I am now back in America in my hometown of Fort Worth, Texas, a mere 30 miles from the first confirmed case of the Ebola virus in America.
Recently the CDC confirmed the first case of the Ebola virus to ever be diagnosed in the United States of America—and people went wild. The whole city seems to be in a complete panic about the dangers of Ebola. “Where can I find a gas mask?” “Will schools be canceled?” “What if a mosquito bit that person in the last four days and is on the loose now?”

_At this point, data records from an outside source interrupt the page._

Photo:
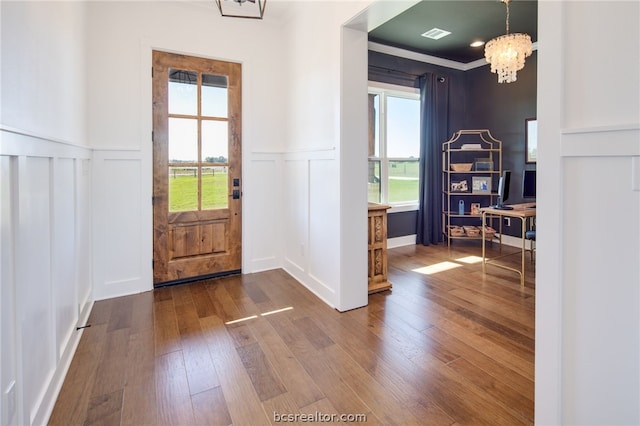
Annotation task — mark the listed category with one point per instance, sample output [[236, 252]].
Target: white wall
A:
[[45, 193], [122, 36], [323, 249], [588, 280]]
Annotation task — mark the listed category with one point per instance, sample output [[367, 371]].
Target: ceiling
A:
[[466, 20]]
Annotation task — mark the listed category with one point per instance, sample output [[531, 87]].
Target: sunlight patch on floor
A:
[[435, 268], [288, 308], [470, 259]]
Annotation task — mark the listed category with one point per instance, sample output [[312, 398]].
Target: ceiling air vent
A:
[[436, 33]]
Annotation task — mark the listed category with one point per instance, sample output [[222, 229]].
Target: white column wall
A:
[[315, 190], [588, 281]]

When I was in Africa this year I spent my time in Kenya (East Coast), roughly 3,000 miles away from the heart of the Ebola outbreak. The people of Kenya handled the news of the outbreak with grace. There was no major panic noticeable in the day-to-day lives of the people there. People listened to the news, they implemented extra precautions where necessary, but that was about it.
It wasn’t until I got back to America that the frenzy really began. The American people seemed so much less informed on the dangers of the outbreak, despite having a significantly more access to information.

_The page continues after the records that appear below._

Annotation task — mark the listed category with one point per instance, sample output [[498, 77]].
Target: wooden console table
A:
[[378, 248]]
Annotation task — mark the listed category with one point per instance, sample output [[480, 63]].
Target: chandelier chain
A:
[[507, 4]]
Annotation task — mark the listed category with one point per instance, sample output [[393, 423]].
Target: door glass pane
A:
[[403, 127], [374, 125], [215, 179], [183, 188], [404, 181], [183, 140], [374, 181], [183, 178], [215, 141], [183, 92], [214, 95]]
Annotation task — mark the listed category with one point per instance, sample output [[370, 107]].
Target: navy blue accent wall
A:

So many people asked me if I was concerned that I might have the virus. Since the confirmed case in Dallas the questions have begun again and have been non-stop. I was on the complete opposite side of a huge continent in a country that still has been left completely untouched by Ebola thus far, but no one could do me the courtesy of even looking at a map before asking me if I had been tested.
People absolutely must start doing their own research before giving in to hysteria over this (or, for that matter, any other) event. We are an advanced society with so much knowledge at our disposal, and instead people are allowing any misinformed comment on Twitter, or a rumor they hear while standing in the queue at Starbucks to dictate their beliefs.

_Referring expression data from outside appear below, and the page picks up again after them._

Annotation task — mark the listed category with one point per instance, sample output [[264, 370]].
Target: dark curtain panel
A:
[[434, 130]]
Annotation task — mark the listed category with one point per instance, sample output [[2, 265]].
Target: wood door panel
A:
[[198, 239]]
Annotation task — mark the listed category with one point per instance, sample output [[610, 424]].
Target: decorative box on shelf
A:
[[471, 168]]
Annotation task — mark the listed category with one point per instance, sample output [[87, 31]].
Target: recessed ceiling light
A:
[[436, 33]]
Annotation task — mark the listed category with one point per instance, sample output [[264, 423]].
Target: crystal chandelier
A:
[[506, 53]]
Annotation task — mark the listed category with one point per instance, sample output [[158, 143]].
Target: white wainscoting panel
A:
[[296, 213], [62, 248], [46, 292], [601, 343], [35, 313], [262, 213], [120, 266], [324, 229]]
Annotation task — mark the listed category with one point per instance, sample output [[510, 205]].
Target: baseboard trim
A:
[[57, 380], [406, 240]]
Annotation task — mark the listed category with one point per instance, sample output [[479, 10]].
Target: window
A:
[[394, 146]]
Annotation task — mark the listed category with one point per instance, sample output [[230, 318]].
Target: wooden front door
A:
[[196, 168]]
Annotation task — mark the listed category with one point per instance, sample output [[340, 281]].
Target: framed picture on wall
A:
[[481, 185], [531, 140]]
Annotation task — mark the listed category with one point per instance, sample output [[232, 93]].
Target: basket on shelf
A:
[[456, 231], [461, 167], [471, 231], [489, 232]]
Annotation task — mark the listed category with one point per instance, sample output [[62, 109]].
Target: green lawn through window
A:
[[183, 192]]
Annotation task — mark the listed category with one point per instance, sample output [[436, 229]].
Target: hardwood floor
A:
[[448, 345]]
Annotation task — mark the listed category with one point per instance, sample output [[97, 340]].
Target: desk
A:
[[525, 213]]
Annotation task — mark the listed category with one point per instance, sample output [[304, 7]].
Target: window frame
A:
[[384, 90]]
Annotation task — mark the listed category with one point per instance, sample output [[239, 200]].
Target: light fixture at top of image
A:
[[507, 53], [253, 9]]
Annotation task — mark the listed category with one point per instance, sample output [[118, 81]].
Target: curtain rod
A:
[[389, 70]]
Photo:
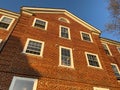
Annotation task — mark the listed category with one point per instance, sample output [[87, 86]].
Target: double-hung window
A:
[[5, 22], [116, 70], [0, 40], [39, 23], [86, 36], [34, 47], [93, 60], [66, 58], [106, 48], [21, 83], [64, 32]]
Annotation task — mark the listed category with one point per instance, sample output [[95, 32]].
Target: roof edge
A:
[[84, 23]]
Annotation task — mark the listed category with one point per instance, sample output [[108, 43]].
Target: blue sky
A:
[[93, 12]]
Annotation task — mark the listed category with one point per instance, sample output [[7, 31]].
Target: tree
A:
[[114, 8]]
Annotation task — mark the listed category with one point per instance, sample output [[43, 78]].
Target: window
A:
[[64, 32], [5, 22], [39, 23], [97, 88], [66, 58], [116, 70], [118, 49], [64, 20], [20, 83], [107, 50], [0, 40], [86, 36], [34, 47], [93, 60]]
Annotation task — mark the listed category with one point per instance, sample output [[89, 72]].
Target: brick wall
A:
[[51, 76]]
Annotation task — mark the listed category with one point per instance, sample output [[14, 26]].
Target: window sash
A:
[[92, 59], [116, 71], [106, 49], [34, 47], [64, 32], [86, 37], [65, 57], [21, 83], [40, 24]]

The Ebola outbreak is a horrible catastrophe, but the least helpful thing people can do is continue to breed myths, fear, and ill-informed panic. Knowledge is key in fighting this disease, both at home and at the source.
I am no doctor, but a basic Google search has provided me with enough information to feel safe and secure whether I am in Nairobi, Kenya or Dallas. I highly encourage everyone to do their own research, but to start you out here is the top five things that I wish everyone knew about Ebola before they resort to terror:
1. Ebola is not airborne.
The Ebola virus is not airborne. Plain and simple. This is a fact that the CDC has been trying to promote since the beginning of the outbreak, but people are not listening. Almost any news report you listen to will include this fact. I did a quick scan around my work place yesterday and asked a handful of people who believed that Ebola was airborne and almost every person said yes. This is a myth; let’s all do our best to stop it in its tracks.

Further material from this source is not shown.